My web browser is tracking my mouse position. Mozilla might say they need it for styling stuff to work, but intent doesn't matter, and it is a fact that Mozilla's software is tracking my mouse position in real time (let's not even talk about browser history).

Your browser cache might have two HN posts where my comments appear. If that's the case, then it would be a fact that you are tracking which posts I am commenting on. Intent doesn't matter, so hopefully you're not a company (tracking is fine if you're an individual though (based on the quoted text)).

/s

Hopefully this ride down the slippery slope illustrates some subtleties, at least without a very precise definition of "tracking". But then again, if the definition is too precise, there's gonna be loopholes in the letter of the law; in that case we might say that we should also consider the spirit of the law, but "intent" is part of that.

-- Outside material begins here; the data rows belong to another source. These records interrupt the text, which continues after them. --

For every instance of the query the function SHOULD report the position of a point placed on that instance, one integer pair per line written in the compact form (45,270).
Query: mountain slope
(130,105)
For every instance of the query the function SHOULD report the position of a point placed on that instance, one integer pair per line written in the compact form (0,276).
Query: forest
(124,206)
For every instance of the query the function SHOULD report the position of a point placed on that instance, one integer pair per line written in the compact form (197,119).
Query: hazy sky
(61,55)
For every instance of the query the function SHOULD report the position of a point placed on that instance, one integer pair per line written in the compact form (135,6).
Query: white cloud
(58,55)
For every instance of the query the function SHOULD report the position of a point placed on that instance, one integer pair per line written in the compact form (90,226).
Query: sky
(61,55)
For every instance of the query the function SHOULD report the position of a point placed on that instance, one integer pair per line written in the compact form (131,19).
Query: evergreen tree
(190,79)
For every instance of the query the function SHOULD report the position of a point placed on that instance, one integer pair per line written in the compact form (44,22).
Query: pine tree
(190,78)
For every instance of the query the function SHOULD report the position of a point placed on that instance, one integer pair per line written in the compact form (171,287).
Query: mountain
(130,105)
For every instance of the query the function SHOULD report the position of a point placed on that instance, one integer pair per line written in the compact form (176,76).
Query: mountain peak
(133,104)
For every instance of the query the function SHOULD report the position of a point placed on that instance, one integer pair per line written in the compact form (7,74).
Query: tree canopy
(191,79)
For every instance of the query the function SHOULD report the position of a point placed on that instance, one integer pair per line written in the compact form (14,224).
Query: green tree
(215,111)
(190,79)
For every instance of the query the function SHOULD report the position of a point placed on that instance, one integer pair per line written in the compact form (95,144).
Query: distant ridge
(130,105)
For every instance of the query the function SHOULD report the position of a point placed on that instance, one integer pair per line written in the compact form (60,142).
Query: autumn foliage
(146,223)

You're taking exactly the right approach in my book. Thank you!

I don't know if they still do it, but last time I browsed Medium I found that it claimed to respect DNT, which is quite nice. Lots of self-hosted analytics software also respects DNT out of the box and I don't think site administrators often bother to turn that off. Still, the vast majority of websites probably ignores the header, especially since it's been deprecated as a standard. If you care about such things, maybe also consider looking into Sec-GPC, its intended replacement.


I do indeed check against both DNT and Sec-GPC (and navigator.doNotTrack and navigator.globalPrivacyControl in JS) basically treating them identically. GPC is ostensibly not about tracking itself, but about sharing data, though I just figured that data that isn't recorded can't be shared either.